Well, O.K., whatever. If you are ever hauled into court as the result of one of these checkpoints, that’s important information to have. But the problem is that cops are, as a rule, better at manipulating the court than you are; they are trained in how to exploit loopholes, how to manipulate people, and how to get cheap sympathy from judges and juries. As Silverman himself says:
If people went to court and fought it, the evidence would be dismissed — unless they consented to a search. The sheriff down there must know checkpoints like this are constitutionally questionable, but they can still ask people to consent, and they know how to phrase that request in such a way that people are likely to consent, he said.
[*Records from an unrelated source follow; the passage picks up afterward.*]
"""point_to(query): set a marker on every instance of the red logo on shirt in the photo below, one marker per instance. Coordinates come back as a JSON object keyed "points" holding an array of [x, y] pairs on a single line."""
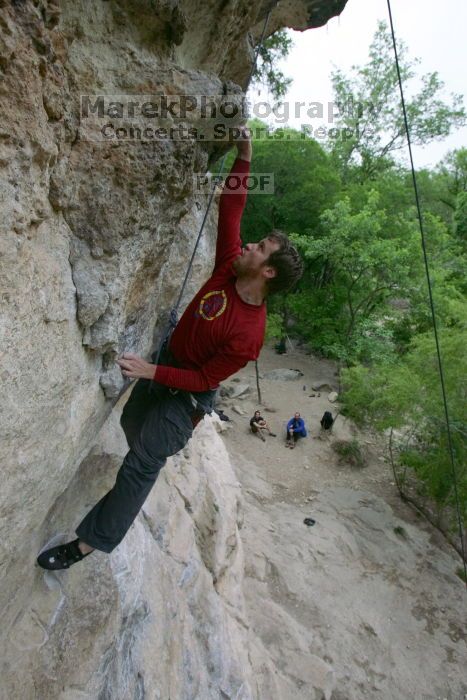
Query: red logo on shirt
{"points": [[212, 305]]}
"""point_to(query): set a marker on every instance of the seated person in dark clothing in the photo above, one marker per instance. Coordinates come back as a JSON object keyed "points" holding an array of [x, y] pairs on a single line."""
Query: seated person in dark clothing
{"points": [[295, 430], [258, 425]]}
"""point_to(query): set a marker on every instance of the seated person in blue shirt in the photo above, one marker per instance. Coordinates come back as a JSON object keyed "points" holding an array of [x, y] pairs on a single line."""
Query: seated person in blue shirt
{"points": [[295, 430]]}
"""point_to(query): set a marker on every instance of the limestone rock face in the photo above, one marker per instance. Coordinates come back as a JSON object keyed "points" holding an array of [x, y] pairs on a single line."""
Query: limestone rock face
{"points": [[95, 236]]}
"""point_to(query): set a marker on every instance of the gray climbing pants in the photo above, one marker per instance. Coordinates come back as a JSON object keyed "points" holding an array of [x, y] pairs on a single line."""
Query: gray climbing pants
{"points": [[156, 425]]}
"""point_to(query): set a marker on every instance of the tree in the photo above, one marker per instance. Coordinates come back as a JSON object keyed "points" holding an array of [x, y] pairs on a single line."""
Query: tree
{"points": [[405, 396], [370, 114]]}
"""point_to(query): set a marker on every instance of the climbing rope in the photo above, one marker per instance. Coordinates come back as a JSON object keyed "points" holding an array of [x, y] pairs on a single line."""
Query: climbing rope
{"points": [[174, 312], [430, 295]]}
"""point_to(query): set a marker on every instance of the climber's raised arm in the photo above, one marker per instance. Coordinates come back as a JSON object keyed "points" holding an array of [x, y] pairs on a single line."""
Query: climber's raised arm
{"points": [[232, 203]]}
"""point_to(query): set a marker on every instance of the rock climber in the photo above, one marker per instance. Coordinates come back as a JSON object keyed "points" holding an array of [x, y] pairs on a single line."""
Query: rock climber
{"points": [[258, 424], [221, 330], [295, 430]]}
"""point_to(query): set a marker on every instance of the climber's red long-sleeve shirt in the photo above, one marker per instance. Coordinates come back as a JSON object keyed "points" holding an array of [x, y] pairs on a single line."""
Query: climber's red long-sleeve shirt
{"points": [[218, 333]]}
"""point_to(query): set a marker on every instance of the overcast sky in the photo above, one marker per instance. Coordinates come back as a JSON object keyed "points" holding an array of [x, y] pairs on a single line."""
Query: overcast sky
{"points": [[434, 31]]}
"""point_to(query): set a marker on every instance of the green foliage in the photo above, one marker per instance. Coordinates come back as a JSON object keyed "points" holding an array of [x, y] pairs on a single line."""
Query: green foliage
{"points": [[371, 115], [274, 326], [350, 452], [273, 50], [305, 183], [406, 395]]}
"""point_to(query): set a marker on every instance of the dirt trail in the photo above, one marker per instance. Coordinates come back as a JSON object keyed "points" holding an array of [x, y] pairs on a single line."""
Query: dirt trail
{"points": [[370, 590]]}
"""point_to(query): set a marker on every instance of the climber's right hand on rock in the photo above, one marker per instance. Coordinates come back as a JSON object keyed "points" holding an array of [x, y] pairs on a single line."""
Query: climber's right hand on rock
{"points": [[243, 143]]}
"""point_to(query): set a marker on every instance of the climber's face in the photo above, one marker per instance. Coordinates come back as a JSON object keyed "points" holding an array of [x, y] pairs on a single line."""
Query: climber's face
{"points": [[253, 260]]}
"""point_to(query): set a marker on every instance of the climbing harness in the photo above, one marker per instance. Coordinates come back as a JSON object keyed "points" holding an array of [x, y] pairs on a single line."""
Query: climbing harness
{"points": [[431, 301]]}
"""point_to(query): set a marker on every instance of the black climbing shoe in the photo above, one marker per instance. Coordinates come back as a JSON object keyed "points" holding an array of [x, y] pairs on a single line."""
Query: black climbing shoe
{"points": [[61, 557]]}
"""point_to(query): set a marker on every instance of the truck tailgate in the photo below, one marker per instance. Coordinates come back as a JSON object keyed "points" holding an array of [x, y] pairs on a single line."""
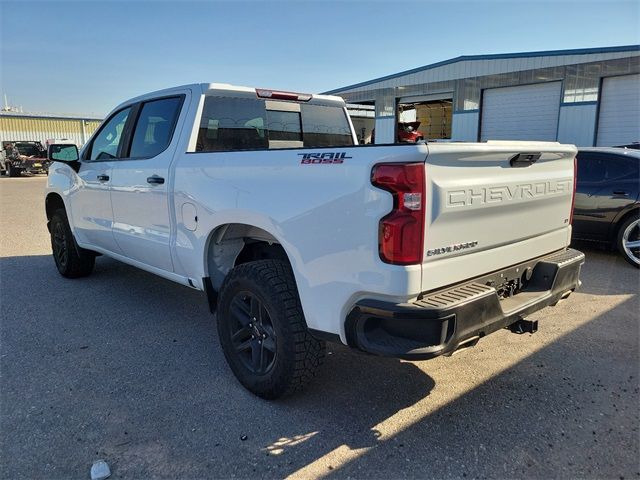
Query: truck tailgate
{"points": [[487, 207]]}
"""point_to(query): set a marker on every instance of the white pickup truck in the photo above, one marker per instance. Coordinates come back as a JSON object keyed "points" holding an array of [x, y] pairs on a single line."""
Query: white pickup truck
{"points": [[263, 200]]}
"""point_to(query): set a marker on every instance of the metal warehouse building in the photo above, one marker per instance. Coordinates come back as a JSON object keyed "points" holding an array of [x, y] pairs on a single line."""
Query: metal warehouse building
{"points": [[586, 97], [16, 126]]}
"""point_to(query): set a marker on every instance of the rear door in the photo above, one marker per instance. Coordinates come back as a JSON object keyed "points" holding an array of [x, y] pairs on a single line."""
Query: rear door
{"points": [[141, 182], [91, 211]]}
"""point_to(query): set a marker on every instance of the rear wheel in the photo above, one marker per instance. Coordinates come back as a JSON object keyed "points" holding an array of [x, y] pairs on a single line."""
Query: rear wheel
{"points": [[71, 260], [629, 240], [263, 332]]}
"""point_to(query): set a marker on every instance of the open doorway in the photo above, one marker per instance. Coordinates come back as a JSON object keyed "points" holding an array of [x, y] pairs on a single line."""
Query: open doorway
{"points": [[363, 117], [424, 120]]}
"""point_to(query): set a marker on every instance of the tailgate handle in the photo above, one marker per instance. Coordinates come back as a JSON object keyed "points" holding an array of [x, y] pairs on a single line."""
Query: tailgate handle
{"points": [[524, 159]]}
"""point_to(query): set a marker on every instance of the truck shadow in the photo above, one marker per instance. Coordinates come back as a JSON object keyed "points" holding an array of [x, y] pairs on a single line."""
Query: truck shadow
{"points": [[126, 366]]}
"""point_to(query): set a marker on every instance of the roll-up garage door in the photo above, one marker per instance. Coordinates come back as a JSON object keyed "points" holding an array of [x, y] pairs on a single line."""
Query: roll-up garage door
{"points": [[619, 119], [526, 112]]}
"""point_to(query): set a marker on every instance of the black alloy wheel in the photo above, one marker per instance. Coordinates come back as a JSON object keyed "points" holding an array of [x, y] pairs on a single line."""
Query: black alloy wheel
{"points": [[252, 333]]}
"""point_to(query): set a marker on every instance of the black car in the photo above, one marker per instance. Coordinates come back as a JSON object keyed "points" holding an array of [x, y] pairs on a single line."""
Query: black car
{"points": [[606, 208]]}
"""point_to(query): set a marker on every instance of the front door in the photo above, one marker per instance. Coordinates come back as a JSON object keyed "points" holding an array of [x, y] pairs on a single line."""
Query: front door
{"points": [[91, 213], [140, 185]]}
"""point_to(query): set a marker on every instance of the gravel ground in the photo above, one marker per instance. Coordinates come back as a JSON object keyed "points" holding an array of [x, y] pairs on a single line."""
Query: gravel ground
{"points": [[126, 367]]}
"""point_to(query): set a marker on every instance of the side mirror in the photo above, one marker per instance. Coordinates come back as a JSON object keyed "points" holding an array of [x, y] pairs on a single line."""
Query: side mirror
{"points": [[63, 152]]}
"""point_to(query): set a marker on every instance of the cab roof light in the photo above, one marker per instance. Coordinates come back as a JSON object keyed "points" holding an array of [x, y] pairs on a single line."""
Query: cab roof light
{"points": [[279, 95]]}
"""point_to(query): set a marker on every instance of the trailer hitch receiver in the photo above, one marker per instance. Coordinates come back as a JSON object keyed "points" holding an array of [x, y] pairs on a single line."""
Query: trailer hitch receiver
{"points": [[524, 326]]}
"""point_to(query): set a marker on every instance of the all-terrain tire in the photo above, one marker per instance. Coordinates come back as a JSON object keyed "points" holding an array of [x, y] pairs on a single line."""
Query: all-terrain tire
{"points": [[280, 321], [71, 260], [629, 232]]}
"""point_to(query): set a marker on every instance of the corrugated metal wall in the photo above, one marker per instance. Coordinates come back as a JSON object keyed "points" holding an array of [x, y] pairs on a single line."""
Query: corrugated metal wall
{"points": [[23, 127]]}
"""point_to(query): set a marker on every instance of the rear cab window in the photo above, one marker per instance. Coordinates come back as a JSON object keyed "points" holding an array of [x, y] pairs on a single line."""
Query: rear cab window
{"points": [[229, 123]]}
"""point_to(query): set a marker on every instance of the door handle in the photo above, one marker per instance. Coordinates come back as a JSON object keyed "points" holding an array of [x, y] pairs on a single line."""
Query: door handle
{"points": [[155, 180]]}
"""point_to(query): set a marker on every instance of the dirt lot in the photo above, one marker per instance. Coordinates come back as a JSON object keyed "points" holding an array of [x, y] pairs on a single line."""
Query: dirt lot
{"points": [[126, 366]]}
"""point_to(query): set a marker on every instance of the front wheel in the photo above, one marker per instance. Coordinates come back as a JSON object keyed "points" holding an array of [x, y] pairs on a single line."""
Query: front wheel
{"points": [[262, 330], [71, 260], [628, 241]]}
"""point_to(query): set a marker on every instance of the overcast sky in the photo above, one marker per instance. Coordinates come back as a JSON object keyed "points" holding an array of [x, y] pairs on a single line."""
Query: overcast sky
{"points": [[87, 56]]}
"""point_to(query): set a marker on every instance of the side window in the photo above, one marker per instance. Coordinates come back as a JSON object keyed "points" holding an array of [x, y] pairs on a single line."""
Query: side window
{"points": [[106, 143], [154, 127], [232, 124], [325, 126]]}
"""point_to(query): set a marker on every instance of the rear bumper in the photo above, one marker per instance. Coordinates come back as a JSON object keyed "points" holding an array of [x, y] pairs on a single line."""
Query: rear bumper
{"points": [[441, 322]]}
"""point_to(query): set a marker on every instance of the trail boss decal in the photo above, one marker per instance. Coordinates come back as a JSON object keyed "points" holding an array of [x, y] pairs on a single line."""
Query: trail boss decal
{"points": [[320, 158]]}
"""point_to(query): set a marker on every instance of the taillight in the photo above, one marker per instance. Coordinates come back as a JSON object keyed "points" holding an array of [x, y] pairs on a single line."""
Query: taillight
{"points": [[401, 232], [575, 184]]}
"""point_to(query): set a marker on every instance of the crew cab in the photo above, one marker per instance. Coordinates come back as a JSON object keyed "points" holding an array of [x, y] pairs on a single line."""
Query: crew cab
{"points": [[263, 200]]}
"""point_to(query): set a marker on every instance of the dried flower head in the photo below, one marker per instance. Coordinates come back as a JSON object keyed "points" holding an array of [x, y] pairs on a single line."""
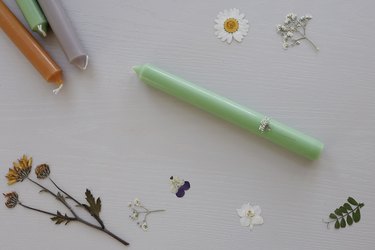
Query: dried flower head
{"points": [[293, 30], [231, 24], [42, 171], [20, 171], [11, 199]]}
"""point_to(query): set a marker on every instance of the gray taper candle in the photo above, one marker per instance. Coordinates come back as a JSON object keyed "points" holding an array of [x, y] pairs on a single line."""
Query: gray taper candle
{"points": [[65, 33]]}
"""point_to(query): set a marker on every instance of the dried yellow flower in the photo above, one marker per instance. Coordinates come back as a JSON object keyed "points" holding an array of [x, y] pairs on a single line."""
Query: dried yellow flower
{"points": [[20, 171]]}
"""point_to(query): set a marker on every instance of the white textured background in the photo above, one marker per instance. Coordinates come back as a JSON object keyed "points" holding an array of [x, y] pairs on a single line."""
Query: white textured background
{"points": [[109, 132]]}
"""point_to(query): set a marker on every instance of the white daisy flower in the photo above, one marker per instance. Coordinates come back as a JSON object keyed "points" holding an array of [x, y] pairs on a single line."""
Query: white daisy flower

The problem with these roadblocks and
checkpoints by uniformed highwaymen, which impose blanket screening of ordinary people by police and which intimidate or force everyone to submit to interrogation and searches, treating anyone who happens to be on a particular road as a presumptive criminal, who needs to prove her innocence to the police in order to be left alone to go about her own business, based on no probable cause whatever — and all in order to find and imprison a handful of nonviolent drug traffickers, who are violating absolutely nobody’s rights, who are doing a peaceful and productive service for willing customers, whose only
crime was to defy a senseless government prohibition on the kinds of chemicals that people may willingly put into their own bodies — the problem with that, I say, has nothing to do with whether these internal checkpoints and constrictions on peaceful people’s freedom of movement and security in their persons and effects, happen to be consistent or inconsistent with a fundamentalist reading of the words scribbled onto a 200-year-old piece of paper. The real problem is not that this kind of
Ihre Papiere, bitte treatment is unconstitutional; it’s that it’s tyrannical. Tyranny is bad enough whether or not the Nine can be convinced that it can be excused on a legal technicality, and the reasons why are moral, not constitutional. Even when cops can invent absurd technicalities in order to convince a judge (who is always willing to be convinced that another State employee was acting within bounds) that their extraction of searches through intimidation, coercion, and the inevitable recourse to the threat of arbitrary arrest on any of the countless vague laws that nobody can possibly avoid violating in daily life, all somehow amounts to
consent. And those of us who oppose the drug war, and the police state that has emerged in order to prosecute it, ought to be more clear and less timid about saying so. We don’t need The Law on our side to be right. If the Constitution allows that kind of brigandry and tyranny, then the Constitution itself is tyrannical. If the Constitution does not allow it, then it has been demonstrated as thoroughly as you please that the Constitution can do nothing effective to prevent it. In either case it is unfit to exist, and certainly undeserving of our deferential appeals.
In related news, holiday bloggers should keep in mind that there are only 7 more ranting days left before International Ignore the Constitution Day.